Pricing
The current price to host a 1 megabyte image is: ~0.3 tokens/mo
Tokens
All prices are in "tokens", with an exchange rate of 100 tokens = 1 USD. It's the usual microtransaction model, or at least what microtransactions were supposed to be: you buy tokens for real money and spend them on images. This makes credit card transaction costs easier to handle and tends to stabilize prices, since the service ends up with a buffer of money ahead of when it is needed. Prices are recalculated monthly based off the real costs of storing and serving images.
Minimum rates
The minimum rate is currently 0.01 token per image per day, and the minimum time interval we bother measuring is one day. We do not deal with fractional tokens, and everything is rounded up to the next day. Having a price like 0.00000147 tokens/hour is pretty meaningless without a calculator; Amazon and other places that charge super precise hourly rates are doing it just to make the true costs difficult for you to understand. If the minimum rate is higher than the true rate, the excess is put into subsidizing all images and decreasing future prices.
Overflow
Since storage is so cheap it's not too difficult for someone to pay to keep an image around for a century or more, and it seems pretty silly to try to guarantee that is possible, let alone cost-effective. So the maximum time an image can be reserved for is 1 year. If enough tokens are put into an image to keep it around longer than one year, those tokens are instead saved up as a reserve and used to pay the image's costs monthly based on that month's price.
The main factor that makes costs unpredictable is bandwidth. If someone uploads an image in 2020 and puts enough money to keep it online until 2030, and in 2028 it suddenly becomes incredibly popular for some reason, then the amount of money put aside to pay for that image could suddenly become much less than its true cost. So the 1-year limit to the guaranteed price means that if this happens, we don't lose tons of money and we don't have to break our promise to keep the image around until the listed date. Instead we lose a little bit of money in the short term and the image stays around a little bit shorter than expected, but still past the listed expiration date.
Pricing breakdown
The cost of hosting an image is made of three parts: storage, overhead and bandwidth. The price you are charged for an image is the sum of these three things. Let's look at them individually.

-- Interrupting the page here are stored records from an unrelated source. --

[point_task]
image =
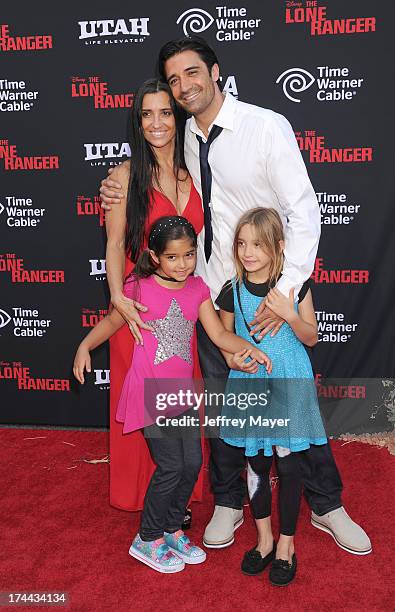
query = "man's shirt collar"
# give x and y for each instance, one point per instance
(224, 119)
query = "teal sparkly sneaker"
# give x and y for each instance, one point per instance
(157, 555)
(182, 546)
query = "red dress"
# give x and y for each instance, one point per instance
(131, 466)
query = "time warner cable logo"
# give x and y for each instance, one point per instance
(233, 24)
(4, 318)
(334, 84)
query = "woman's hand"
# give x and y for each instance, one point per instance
(129, 310)
(237, 361)
(110, 192)
(282, 306)
(82, 361)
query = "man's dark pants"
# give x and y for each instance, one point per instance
(320, 476)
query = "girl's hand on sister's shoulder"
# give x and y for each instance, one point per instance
(82, 361)
(281, 305)
(239, 362)
(261, 358)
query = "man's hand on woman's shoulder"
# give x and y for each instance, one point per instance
(111, 190)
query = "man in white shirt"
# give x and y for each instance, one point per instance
(254, 161)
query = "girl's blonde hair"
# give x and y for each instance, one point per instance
(269, 229)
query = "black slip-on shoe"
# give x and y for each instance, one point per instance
(282, 573)
(253, 563)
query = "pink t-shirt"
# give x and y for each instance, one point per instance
(166, 352)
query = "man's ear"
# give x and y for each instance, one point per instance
(154, 257)
(215, 72)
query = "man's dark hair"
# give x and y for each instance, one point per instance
(194, 43)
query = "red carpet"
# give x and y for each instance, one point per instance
(60, 534)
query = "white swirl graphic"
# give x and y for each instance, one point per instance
(195, 21)
(295, 81)
(4, 318)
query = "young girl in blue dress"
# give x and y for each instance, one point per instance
(258, 253)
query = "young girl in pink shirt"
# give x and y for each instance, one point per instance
(163, 281)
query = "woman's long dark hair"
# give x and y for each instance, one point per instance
(144, 166)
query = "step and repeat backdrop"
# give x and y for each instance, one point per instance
(68, 76)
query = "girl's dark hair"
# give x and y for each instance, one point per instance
(161, 232)
(144, 165)
(194, 43)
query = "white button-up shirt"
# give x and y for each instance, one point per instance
(255, 161)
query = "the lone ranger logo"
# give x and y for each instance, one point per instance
(30, 42)
(335, 209)
(15, 97)
(317, 18)
(114, 31)
(15, 265)
(18, 371)
(108, 153)
(97, 90)
(331, 84)
(20, 212)
(314, 145)
(26, 321)
(13, 161)
(90, 206)
(321, 275)
(232, 24)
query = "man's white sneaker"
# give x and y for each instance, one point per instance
(346, 533)
(219, 532)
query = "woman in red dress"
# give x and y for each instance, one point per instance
(157, 183)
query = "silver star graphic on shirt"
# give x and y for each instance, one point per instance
(173, 333)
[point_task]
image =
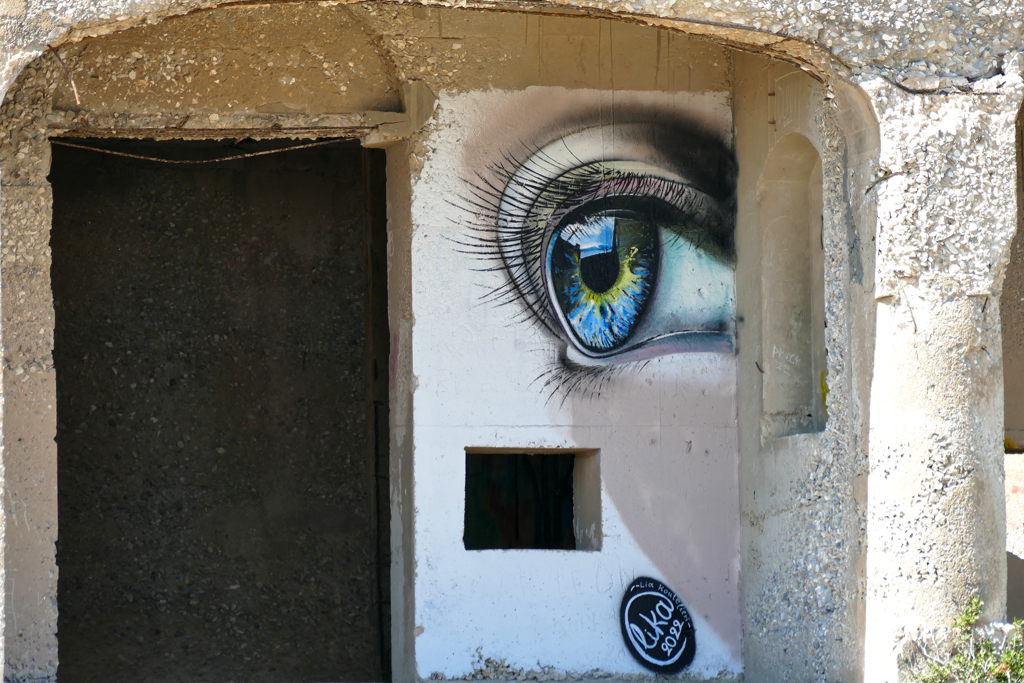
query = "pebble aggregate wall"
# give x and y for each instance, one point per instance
(943, 83)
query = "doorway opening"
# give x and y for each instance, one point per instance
(221, 354)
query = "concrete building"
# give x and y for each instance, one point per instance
(578, 339)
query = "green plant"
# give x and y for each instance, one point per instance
(975, 658)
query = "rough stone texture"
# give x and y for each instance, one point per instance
(936, 407)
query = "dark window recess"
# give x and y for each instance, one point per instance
(516, 500)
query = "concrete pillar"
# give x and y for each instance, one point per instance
(947, 211)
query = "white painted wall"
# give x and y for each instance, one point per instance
(667, 434)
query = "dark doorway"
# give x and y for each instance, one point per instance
(221, 353)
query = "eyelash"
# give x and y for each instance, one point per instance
(514, 245)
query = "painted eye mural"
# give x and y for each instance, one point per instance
(617, 239)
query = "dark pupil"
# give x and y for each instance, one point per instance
(599, 271)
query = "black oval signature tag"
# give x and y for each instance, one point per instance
(656, 627)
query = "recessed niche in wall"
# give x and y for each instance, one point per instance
(795, 380)
(547, 500)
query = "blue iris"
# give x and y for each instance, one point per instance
(602, 266)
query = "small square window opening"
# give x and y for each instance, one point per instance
(547, 500)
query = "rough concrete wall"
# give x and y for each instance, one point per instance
(44, 103)
(935, 529)
(30, 400)
(922, 46)
(214, 471)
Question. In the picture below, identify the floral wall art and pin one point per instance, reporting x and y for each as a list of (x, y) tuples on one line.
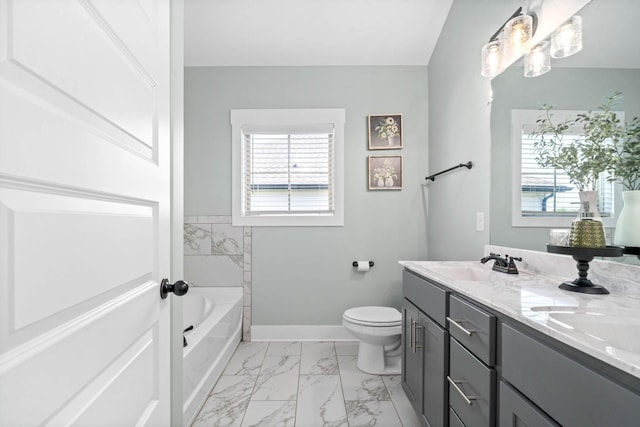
[(385, 172), (385, 131)]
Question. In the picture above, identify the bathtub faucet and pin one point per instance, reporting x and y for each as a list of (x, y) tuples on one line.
[(184, 339)]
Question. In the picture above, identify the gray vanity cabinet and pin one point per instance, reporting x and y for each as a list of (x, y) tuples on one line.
[(411, 356), (472, 376), (425, 346), (468, 365), (517, 411), (567, 390)]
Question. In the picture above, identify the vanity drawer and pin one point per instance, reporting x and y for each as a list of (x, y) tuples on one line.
[(429, 298), (454, 420), (472, 388), (516, 411), (568, 391), (474, 328)]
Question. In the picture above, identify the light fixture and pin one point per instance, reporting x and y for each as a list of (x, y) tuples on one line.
[(517, 34), (508, 43), (492, 64), (537, 61), (567, 39)]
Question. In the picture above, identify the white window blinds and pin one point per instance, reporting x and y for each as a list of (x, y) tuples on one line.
[(549, 192), (288, 170)]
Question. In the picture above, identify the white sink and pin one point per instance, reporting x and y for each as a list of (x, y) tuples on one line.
[(611, 331), (459, 273)]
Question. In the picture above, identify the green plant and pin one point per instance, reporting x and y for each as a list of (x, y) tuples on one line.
[(625, 165), (604, 144)]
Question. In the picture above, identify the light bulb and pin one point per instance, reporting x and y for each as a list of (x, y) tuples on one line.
[(492, 63), (517, 33), (537, 61), (567, 39)]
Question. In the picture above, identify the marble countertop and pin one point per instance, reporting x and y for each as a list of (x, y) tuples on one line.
[(606, 327)]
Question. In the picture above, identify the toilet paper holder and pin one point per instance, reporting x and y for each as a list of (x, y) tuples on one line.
[(355, 263)]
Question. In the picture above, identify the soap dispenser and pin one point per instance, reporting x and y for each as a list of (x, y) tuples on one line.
[(587, 230)]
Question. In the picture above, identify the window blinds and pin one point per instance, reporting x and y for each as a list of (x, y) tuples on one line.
[(288, 171), (549, 191)]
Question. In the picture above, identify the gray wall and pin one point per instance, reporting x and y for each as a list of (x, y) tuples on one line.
[(303, 275), (459, 112), (566, 89)]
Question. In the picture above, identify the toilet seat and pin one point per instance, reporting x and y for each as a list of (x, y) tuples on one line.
[(373, 316)]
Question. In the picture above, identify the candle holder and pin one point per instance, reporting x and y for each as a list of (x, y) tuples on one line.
[(583, 257)]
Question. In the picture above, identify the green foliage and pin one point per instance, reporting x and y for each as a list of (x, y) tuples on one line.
[(606, 144)]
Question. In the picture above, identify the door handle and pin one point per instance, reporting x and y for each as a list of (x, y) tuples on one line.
[(418, 329), (179, 288), (459, 326), (468, 399)]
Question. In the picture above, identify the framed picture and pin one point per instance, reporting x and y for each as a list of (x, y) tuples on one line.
[(385, 172), (385, 131)]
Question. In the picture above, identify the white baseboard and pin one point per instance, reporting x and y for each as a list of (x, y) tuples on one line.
[(300, 333)]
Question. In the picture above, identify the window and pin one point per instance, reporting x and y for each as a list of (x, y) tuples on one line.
[(288, 167), (546, 197)]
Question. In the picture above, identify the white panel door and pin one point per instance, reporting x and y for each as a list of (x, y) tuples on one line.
[(84, 212)]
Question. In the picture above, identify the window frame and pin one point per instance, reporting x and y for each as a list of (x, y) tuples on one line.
[(287, 119), (520, 118)]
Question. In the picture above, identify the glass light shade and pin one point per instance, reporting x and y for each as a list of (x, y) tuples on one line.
[(492, 63), (537, 61), (517, 33), (567, 39)]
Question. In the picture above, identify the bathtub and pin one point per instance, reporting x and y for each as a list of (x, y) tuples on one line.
[(216, 316)]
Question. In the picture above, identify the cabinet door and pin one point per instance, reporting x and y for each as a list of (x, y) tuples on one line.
[(435, 389), (411, 355), (516, 411)]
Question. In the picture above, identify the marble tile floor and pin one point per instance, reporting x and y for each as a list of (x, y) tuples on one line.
[(304, 384)]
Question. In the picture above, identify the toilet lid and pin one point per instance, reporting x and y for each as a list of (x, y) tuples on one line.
[(376, 316)]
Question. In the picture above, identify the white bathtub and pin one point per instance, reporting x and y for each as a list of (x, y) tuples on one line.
[(216, 315)]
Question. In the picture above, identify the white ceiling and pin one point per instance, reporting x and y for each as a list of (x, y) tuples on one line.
[(312, 32)]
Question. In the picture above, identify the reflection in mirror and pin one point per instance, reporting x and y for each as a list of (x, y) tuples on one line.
[(606, 64)]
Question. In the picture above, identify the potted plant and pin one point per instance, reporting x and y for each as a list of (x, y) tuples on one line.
[(605, 144), (584, 157), (625, 168)]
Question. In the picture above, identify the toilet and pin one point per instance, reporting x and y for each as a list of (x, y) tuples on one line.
[(379, 330)]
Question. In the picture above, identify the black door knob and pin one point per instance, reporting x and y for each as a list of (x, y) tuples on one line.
[(179, 288)]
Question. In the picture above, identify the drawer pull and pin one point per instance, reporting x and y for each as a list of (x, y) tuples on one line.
[(466, 398), (459, 326), (412, 334), (418, 329)]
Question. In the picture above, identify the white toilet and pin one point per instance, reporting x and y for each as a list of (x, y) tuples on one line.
[(379, 330)]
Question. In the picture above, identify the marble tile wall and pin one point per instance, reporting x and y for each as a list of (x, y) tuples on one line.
[(219, 254)]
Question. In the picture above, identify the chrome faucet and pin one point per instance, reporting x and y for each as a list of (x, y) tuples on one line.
[(503, 265), (184, 339)]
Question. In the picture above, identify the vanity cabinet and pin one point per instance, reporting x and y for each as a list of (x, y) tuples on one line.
[(425, 350), (562, 386), (469, 365), (472, 376)]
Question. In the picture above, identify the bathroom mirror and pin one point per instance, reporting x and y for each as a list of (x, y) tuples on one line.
[(608, 62)]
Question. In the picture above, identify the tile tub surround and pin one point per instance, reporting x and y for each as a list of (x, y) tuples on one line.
[(218, 254), (527, 297), (304, 384)]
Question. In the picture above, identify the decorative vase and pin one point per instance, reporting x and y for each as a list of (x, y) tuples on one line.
[(628, 225), (587, 230)]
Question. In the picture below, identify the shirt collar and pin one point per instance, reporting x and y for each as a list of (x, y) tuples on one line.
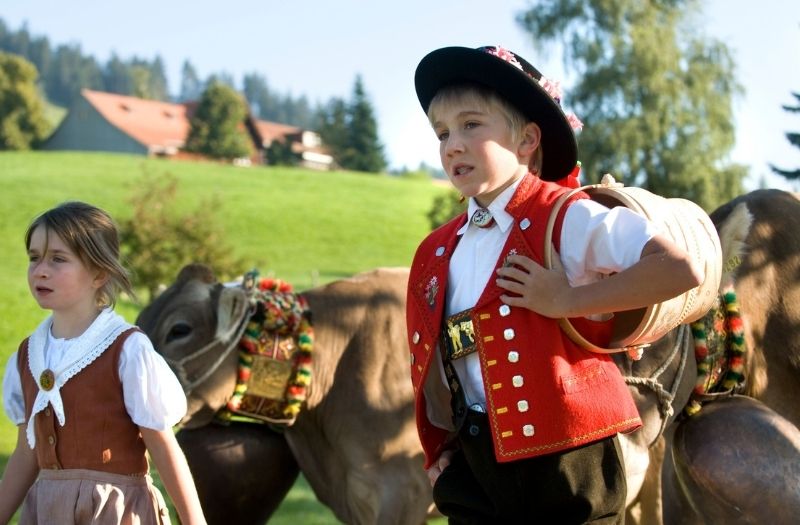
[(497, 208)]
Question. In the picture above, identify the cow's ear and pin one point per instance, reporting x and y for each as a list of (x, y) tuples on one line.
[(196, 271)]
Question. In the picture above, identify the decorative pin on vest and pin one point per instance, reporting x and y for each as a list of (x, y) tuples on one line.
[(47, 380), (482, 218)]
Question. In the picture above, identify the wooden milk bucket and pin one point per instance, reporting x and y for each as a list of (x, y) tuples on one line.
[(689, 227)]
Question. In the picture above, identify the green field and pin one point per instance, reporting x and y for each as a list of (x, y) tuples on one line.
[(302, 226)]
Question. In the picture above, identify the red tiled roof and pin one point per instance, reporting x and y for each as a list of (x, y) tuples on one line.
[(151, 122)]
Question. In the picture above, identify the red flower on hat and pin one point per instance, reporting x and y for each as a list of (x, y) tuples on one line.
[(504, 54)]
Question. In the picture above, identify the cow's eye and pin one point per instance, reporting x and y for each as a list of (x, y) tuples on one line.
[(178, 331)]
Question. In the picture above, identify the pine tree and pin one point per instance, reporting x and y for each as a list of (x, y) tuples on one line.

- Storage is simple: it is how much the disk space used actually costs. This is easy to predict, because the size of an image doesn't change once it is stored. Storage costs per terabyte generally decrease over time, so currently nothing is ever deleted, just made inaccessible until someone wants it enough.
- Overhead is also fairly simple, but harder to predict: it is the cost of stuff that doesn't directly relate to the number of images served. Paying for servers, monitoring systems, employees, domain names, security etc all fall into this category. Hiring a new employee or adding a new server will increase overhead, but figuring out a better workflow or making software more efficient will decrease it, so it's difficult to predict. However, it tends not to change very quickly.
- Bandwidth is the kicker: it is the cost of actually sending a data to users, and it varies based on the popularity of the data. That is mostly a steady state, but as anyone knows who has seen a server go down due to becoming suddenly way too popular, it can spike extremely quickly. This is impossible to predict, so by letting people pay for bandwidth in advance we are effectively making a guess at what the image's bandwidth costs will be during that time. So we average bandwidth costs over all images and once per month adjust it based on the previous month's costs, plus some slack to account for estimated changes during the month to come.